Auf Grund der Mitteilung einer Nachbarin wurde von einem im Auftrag der Hausverwaltung einschreitenden Installateur festgestellt, dass das Wasser im WC der Wohnung des Beklagten wegen des Fehlens eines Schwimmers im Wasserbecken ständig floss und in den Kanal ablief. Der Beklagte verweigerte die Durchführung von Reparaturarbeiten. Er leidet seit längerem an einer chronisch-paranoiden Psychose und war nicht in der Lage einzusehen, welche Folgen das ihm vorgeworfene Fehlverhalten haben würde.

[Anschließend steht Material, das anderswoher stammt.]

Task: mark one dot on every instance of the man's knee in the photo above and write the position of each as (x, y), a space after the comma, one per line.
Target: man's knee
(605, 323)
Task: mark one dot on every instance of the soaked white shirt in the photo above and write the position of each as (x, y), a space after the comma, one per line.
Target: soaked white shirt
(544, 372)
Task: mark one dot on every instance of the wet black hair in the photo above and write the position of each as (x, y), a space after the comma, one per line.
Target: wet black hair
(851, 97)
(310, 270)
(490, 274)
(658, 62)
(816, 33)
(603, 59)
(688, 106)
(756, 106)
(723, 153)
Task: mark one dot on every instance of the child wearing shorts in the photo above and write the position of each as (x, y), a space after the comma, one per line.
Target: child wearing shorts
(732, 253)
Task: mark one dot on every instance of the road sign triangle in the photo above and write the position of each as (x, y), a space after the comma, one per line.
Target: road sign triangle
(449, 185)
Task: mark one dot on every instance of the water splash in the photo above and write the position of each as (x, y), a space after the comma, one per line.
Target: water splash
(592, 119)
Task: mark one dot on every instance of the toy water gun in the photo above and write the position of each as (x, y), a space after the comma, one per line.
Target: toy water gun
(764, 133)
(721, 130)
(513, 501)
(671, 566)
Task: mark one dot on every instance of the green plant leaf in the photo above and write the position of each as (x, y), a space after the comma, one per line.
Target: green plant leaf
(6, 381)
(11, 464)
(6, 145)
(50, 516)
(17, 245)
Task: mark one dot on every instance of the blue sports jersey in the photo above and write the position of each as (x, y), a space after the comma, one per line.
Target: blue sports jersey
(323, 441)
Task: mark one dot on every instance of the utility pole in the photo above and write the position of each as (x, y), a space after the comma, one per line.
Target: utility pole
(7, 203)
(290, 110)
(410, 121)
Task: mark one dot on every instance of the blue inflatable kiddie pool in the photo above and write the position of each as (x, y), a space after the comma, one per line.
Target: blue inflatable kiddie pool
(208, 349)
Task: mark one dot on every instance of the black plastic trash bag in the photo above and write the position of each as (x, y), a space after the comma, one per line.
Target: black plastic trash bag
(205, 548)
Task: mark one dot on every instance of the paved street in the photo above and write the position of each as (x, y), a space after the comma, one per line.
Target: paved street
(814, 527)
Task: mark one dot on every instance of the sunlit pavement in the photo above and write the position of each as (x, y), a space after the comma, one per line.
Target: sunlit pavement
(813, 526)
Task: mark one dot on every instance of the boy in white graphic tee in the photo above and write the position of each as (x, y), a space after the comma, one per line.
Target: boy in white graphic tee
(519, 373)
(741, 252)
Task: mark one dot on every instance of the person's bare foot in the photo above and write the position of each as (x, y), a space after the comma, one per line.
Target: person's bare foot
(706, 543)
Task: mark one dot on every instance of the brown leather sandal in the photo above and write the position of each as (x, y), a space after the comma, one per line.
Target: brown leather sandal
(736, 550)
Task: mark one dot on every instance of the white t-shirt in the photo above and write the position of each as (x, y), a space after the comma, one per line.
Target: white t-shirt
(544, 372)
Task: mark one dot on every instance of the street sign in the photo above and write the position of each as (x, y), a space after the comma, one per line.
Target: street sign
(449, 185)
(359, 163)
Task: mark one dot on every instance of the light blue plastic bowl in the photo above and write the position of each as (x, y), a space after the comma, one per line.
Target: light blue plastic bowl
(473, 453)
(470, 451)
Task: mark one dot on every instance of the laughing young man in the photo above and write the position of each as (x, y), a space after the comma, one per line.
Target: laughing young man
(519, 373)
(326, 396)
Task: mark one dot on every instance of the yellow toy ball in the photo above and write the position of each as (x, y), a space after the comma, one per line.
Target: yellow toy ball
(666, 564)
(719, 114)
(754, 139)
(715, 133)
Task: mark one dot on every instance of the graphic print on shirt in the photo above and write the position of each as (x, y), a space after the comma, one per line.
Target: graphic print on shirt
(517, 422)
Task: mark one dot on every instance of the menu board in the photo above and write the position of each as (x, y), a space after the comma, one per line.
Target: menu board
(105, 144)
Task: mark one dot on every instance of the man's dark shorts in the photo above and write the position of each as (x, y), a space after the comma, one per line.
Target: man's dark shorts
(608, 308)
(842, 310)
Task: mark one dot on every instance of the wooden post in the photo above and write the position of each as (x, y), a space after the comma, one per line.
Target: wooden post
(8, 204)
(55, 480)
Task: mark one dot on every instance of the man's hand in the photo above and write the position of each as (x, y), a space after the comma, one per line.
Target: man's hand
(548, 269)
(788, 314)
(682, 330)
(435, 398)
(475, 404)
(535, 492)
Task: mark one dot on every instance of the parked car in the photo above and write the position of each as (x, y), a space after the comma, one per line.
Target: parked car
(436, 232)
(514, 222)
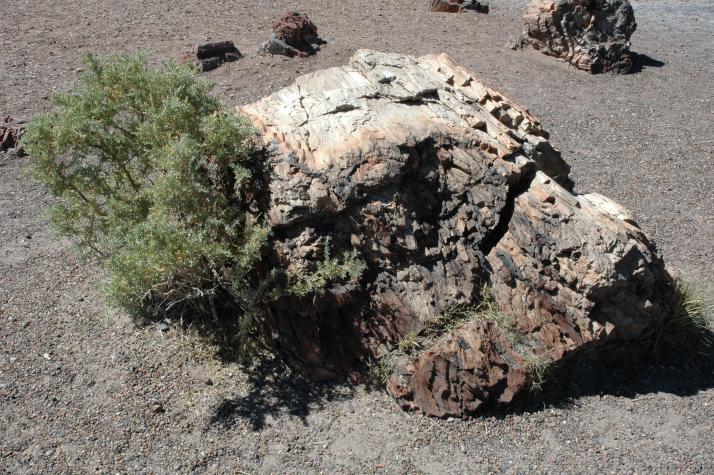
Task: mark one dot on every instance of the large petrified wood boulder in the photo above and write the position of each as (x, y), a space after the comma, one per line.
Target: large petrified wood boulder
(442, 186)
(593, 35)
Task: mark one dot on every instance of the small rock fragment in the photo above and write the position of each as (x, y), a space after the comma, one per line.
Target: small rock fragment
(457, 6)
(592, 35)
(11, 131)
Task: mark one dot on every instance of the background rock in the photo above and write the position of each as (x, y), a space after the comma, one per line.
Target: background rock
(457, 6)
(592, 35)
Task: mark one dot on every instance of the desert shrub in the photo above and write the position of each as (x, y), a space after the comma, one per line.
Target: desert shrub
(153, 177)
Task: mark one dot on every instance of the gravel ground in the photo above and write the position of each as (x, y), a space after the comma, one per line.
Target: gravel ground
(83, 389)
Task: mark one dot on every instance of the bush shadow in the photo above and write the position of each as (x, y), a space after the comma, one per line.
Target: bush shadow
(274, 390)
(642, 61)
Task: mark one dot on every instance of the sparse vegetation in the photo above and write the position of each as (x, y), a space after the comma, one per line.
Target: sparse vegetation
(153, 177)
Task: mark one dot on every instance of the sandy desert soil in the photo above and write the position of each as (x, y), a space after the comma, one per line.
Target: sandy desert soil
(83, 389)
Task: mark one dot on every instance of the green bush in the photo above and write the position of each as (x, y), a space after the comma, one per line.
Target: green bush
(153, 177)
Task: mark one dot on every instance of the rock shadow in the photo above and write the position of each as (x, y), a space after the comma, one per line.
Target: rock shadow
(642, 61)
(274, 390)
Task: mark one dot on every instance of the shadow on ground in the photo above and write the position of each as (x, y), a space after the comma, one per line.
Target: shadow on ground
(274, 390)
(642, 61)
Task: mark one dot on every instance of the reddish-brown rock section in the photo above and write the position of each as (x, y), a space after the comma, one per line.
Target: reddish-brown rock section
(592, 35)
(441, 186)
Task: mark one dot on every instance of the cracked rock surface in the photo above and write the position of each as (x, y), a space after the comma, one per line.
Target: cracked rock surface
(457, 6)
(592, 35)
(442, 186)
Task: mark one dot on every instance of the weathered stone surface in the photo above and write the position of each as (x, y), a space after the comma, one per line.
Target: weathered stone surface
(293, 35)
(473, 367)
(442, 186)
(593, 35)
(457, 6)
(210, 56)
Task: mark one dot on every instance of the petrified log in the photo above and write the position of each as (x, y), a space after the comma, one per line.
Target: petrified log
(457, 6)
(593, 35)
(442, 186)
(221, 49)
(293, 35)
(11, 131)
(211, 55)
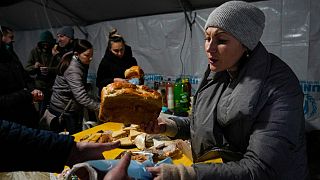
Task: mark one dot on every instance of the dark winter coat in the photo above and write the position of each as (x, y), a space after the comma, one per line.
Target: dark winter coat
(46, 59)
(16, 102)
(112, 67)
(255, 121)
(26, 149)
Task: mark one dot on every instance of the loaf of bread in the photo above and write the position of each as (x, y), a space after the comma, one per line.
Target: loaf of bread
(129, 104)
(134, 72)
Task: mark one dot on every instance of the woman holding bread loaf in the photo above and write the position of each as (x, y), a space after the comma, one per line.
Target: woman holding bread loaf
(118, 57)
(248, 108)
(70, 88)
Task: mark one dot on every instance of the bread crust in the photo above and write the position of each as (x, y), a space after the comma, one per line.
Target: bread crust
(129, 104)
(134, 72)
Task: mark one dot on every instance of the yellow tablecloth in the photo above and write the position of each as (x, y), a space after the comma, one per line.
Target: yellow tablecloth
(112, 154)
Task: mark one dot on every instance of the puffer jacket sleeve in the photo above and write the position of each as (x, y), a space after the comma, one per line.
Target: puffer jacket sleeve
(22, 96)
(277, 139)
(74, 78)
(26, 149)
(104, 75)
(183, 125)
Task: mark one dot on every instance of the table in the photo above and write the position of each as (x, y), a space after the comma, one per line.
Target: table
(112, 154)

Die klagende Partei begehrte letztlich EUR 4.113,12 samt Zinsen und stützte ihr Begehren schließlich nur auf die (verschuldensunabhängige) Haftung des Beklagten nach § 1318 ABGB. Durch das Fehlverhalten des Beklagten seien erhebliche Mehrkosten für die Hausgemeinschaft entstanden, die vorerst von dieser getragen worden seien.

Der Beklagte wandte dagegen ein, es mangle an einer Rechtsgrundlage, die es der Wohnungseigentümergemeinschaft erlaube, einen erhöhten Wasserverbrauch auf den diesen verursachenden Miteigentümer zu überwälzen. Nach allgemeinem Schadenersatzrecht hafte er jedenfalls schon deshalb nicht, weil er nicht zurechnungsfähig gewesen sei. Das Erstgericht wies das Klagebegehren ab. Eine Haftung nach § 1318 ABGB komme nur in Betracht, wenn absolut geschützte Güter geschädigt werden. Schutzzweck der Norm sei es nicht, reine Vermögensschäden, die durch einen erhöhten Wasserverbrauch eingetreten sind, auszugleichen.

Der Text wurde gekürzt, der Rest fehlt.